Yep, I have 22 acres of CRP grass and fence rows and they make nest just like the in the OP in my mowed lawn. Mower blades and two unforgiving dogs are better then all the real predators I guess.


----------



## mbirdsley (Jan 12, 2012)

I guess the mom either comes back or doesn’t 


Sent from my iPhone using Tapatalk


----------



## FREEPOP (Apr 11, 2002)

mbirdsley said:


> I guess the mom either comes back or doesn’t
> 
> 
> Sent from my iPhone using Tapatalk


Yes, they come back to nurse but stay away so predators don't find the nest.


----------



## sureshot006 (Sep 8, 2010)

Nostromo said:


> They show up on our lawns every year. Most fall victim to the lawn mowers blade.


Yeah... ran a nest over when I was a kid... heard that gdrddghh sound and saw the chunks fly. One super lucky little bunny escaped the blades and made a dash for it!!

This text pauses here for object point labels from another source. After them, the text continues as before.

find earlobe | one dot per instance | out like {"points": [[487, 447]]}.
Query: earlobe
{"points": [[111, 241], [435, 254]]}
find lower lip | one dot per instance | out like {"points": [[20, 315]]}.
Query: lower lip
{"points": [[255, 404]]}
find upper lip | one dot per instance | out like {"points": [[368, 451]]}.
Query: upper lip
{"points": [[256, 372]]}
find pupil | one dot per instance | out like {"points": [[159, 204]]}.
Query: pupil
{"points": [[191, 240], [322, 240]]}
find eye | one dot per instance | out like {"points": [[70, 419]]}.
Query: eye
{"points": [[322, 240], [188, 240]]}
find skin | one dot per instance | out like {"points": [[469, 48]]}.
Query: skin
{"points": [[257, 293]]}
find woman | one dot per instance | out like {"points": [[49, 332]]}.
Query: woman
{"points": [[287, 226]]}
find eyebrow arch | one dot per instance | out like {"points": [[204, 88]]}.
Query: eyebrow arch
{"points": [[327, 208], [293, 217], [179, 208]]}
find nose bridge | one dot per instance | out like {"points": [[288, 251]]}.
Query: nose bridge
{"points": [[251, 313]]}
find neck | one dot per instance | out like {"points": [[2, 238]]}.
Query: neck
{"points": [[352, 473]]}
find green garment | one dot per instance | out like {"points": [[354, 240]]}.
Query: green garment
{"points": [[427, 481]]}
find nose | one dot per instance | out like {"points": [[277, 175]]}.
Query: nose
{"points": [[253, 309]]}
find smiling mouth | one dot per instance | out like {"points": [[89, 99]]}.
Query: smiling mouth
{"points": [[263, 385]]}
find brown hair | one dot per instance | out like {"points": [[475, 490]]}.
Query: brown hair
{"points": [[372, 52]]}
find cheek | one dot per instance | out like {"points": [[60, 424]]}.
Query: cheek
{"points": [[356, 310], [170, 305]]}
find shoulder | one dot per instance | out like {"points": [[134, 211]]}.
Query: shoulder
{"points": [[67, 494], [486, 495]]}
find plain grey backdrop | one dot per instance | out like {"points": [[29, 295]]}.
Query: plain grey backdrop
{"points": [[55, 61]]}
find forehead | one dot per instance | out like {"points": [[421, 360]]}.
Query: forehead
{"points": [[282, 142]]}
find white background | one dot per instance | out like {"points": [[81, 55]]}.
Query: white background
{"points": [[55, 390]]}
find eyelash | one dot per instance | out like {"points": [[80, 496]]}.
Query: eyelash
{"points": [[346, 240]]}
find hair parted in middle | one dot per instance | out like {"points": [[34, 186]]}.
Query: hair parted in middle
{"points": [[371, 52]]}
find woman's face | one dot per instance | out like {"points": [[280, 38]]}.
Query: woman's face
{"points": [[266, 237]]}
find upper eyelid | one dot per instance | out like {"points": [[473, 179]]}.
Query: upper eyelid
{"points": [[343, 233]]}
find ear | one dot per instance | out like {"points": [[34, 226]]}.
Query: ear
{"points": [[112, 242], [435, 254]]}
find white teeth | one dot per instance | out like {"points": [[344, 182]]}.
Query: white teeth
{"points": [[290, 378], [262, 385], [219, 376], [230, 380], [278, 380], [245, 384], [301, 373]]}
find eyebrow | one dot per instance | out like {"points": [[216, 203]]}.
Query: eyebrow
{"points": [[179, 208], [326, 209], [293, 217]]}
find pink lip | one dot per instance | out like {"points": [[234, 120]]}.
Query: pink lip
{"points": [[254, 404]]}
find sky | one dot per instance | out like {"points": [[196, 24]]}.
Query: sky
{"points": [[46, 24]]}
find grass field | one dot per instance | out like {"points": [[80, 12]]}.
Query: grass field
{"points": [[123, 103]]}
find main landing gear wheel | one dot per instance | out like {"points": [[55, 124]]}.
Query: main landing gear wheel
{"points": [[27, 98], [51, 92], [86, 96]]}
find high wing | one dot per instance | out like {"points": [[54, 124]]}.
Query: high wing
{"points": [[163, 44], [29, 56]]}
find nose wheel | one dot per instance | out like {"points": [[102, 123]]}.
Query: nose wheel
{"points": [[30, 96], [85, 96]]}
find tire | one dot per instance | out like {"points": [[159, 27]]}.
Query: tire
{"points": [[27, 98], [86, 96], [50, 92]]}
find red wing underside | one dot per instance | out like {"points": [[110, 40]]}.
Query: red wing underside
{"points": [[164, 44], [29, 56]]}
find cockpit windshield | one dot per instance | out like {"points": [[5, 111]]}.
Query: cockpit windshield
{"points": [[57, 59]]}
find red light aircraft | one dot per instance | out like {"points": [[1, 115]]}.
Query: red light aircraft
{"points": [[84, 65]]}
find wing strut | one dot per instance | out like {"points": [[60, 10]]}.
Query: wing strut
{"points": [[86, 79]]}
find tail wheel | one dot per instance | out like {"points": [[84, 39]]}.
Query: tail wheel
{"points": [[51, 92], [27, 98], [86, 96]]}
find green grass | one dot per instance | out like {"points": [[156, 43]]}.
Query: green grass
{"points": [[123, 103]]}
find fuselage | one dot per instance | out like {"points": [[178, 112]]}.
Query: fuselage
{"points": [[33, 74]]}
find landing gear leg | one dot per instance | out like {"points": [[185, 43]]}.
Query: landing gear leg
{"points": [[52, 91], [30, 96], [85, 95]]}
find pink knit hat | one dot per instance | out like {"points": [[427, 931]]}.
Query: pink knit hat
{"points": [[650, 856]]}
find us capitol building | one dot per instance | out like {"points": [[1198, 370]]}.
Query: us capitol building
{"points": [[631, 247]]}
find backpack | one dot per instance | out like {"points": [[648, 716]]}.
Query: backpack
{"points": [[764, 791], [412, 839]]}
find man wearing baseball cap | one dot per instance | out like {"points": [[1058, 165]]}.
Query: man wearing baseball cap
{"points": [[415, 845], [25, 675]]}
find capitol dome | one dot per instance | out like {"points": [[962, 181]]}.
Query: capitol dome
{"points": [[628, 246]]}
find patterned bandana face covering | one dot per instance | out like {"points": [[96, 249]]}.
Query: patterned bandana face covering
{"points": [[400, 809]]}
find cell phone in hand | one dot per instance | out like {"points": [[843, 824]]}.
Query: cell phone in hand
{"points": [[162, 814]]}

Too slow... my dog snatched it up LOL


----------



## mbirdsley (Jan 12, 2012)

sureshot006 said:


> Yeah... ran a nest over when I was a kid... heard that gdrddghh sound and saw the chunks fly. One super lucky little bunny escaped the blades and made a dash for it!!
> 
> Too slow... my dog snatched it up LOL


Oh no. That would be crazy to watch though. Rabbit making the mad dash only to caught by the dog. 


Sent from my iPhone using Tapatalk


----------



## Vicious Fishous (Sep 12, 2006)

Am I the only guy that mows around them, or has dogs trained to only kill on command? Guess that’s why I gots street cred with Mother Nature... 
Let them go so they can grow, then eat them. With this Covid BS, That bunny meat might come in handy by mid summer.


----------



## FREEPOP (Apr 11, 2002)

Vicious Fishous said:


> Am I the only guy that mows around them, or has dogs trained to only kill on command? Guess that’s why I gots street cred with Mother Nature...
> Let them go so they can grow, then eat them. With this Covid BS, That bunny meat might come in handy by mid summer.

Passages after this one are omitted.